Boldly linocut printed in black, grey and teal green, this stylish Art Deco style Swedish One Sheet poster for the picture presents a startlingly simple and modern appearance compared to the painterly American movie posters of the time, which were saturated with realistic detail and colour. The linocut printmaking technique is a variant of woodcut in which a sheet of linoleum is used for the relief surface. A design is cut into the linoleum surface, inked with a roller called a brayer, and then impressed onto the paper. As the technique favours flat planes of colour rather than texture and detail, the Swedish poster artists who employed this printing method created bold compositions of geometric shapes and sweeping curves, their dynamic designs standing out splendidly against unprinted or single colour backgrounds.
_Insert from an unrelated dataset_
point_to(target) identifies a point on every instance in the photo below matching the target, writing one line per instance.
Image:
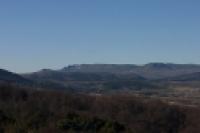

Exceedingly rare, these Swedish linocut posters were produced only for a short period of time until the early 1920s. This exquisite example is likely to be one of only a handful of surviving copies for this picture.

Condition

Excellent (A-)

Conservation backed on linen. Backing and light colour touching has smoothed and diminished one vertical and three horizontal folds. Double crease to upper portion of vertical fold. Some faint ghosting to folds in white ground. Small surface gouge or ding to white ground at right of "H" in "Chaplin." Printed slightly off register. A few printer's ink spots and smudges, which only add to the charm of this hundred-year-old linocut print. Image and colours otherwise excellent.